The mass and energy balances have been calculated for four GRETE concepts and detailed description how the different process areas (pre-treatment, dissolution, regeneration, spinning, fiber washing, fiber drying, solvent recovery) have been modelled. The GRETE concepts have been compared with the reference concept (Lyocell process). The resulting mass and energy balances are used as inputs for technical, economic and environmental assessments. An excel model for calculating the economic profitability of the different production concepts has been generated. Preliminary, partial LCA calculation of the system in scope has also been also conducted. Joint efforts on obtaining coherent environmental LCA and the socio-economic feasibility analysis results with the financial evaluation results have been organised.

Attention has been paid to the effective exploitation and dissemination of the project results. The exploitation has taken place via GRETE website, newsletters, printed materials (i.e. GRETE roll-up banner, postcard and business card) and several audio-visual materials. Project partners have also been active in the dissemination activities including scientific publications and taking part in events and conferences. Also, events targeted for the Stakeholder Group (SHG) have been organized. To ensure smooth flow of the project, consortium meetings (organized every ~6 month) as well as Management Committee (MC) meetings have been organized.
The scientific work carried out in GRETE shows novelty and scientific progress. Several topics hold potential for manuscript preparation. For instance, the developed superbase structures are not commercially available nor known in the literature. It is expected that by the end of the project a family of novel solvents for cellulose dissolution will be available for industrial scale-up.
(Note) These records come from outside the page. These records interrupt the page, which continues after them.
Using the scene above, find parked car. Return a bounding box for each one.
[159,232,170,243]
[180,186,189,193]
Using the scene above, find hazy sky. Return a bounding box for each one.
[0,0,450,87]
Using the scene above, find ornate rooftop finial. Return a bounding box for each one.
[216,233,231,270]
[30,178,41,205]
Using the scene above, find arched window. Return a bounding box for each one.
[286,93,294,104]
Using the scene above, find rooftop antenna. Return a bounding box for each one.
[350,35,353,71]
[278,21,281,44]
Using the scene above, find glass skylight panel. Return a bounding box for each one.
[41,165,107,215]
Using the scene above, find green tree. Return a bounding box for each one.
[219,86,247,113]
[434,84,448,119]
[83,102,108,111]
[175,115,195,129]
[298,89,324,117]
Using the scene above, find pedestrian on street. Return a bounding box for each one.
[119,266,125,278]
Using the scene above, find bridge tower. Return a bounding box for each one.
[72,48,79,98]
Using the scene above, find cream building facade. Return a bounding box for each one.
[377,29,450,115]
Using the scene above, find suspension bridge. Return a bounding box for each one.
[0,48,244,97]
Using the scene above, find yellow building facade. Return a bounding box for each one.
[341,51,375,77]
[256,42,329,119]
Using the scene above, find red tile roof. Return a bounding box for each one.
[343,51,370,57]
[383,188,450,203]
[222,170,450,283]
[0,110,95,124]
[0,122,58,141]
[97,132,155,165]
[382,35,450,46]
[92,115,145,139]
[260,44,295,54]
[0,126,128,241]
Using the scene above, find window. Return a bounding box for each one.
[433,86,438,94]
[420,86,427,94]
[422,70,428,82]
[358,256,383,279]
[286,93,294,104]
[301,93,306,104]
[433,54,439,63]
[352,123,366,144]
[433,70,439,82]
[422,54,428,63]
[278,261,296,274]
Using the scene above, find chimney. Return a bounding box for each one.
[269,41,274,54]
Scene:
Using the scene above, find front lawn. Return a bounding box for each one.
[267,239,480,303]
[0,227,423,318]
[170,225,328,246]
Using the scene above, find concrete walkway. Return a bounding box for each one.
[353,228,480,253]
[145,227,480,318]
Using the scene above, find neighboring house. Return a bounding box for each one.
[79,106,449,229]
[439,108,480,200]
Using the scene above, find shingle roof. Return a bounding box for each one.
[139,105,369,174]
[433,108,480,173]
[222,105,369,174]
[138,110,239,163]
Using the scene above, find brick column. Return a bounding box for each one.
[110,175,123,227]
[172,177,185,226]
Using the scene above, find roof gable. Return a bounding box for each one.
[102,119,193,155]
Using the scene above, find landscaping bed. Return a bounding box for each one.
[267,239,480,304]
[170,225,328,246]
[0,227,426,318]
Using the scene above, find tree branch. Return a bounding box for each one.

These novel solvents are chemically stable, recyclable and non-toxic allowing environmentally benign and economically viable pathway for cellulose processing to textile fibers. New information concerning the enzymatic modification of kraft pulps, recycling of the superbase ILs have been obtained that pave the way for industrial exploitation of the technologies.

Research in the project is continued and expected to demonstrate new sustainable technologies that enable manufacturing materials and new consumer products with decreased chemical load and water consumption from European biomass to replace the need of fossil-based feedstock or cotton. The impact of the project is expected to be seen on industrial level and consumer markets between 5-10 years from the end of the project.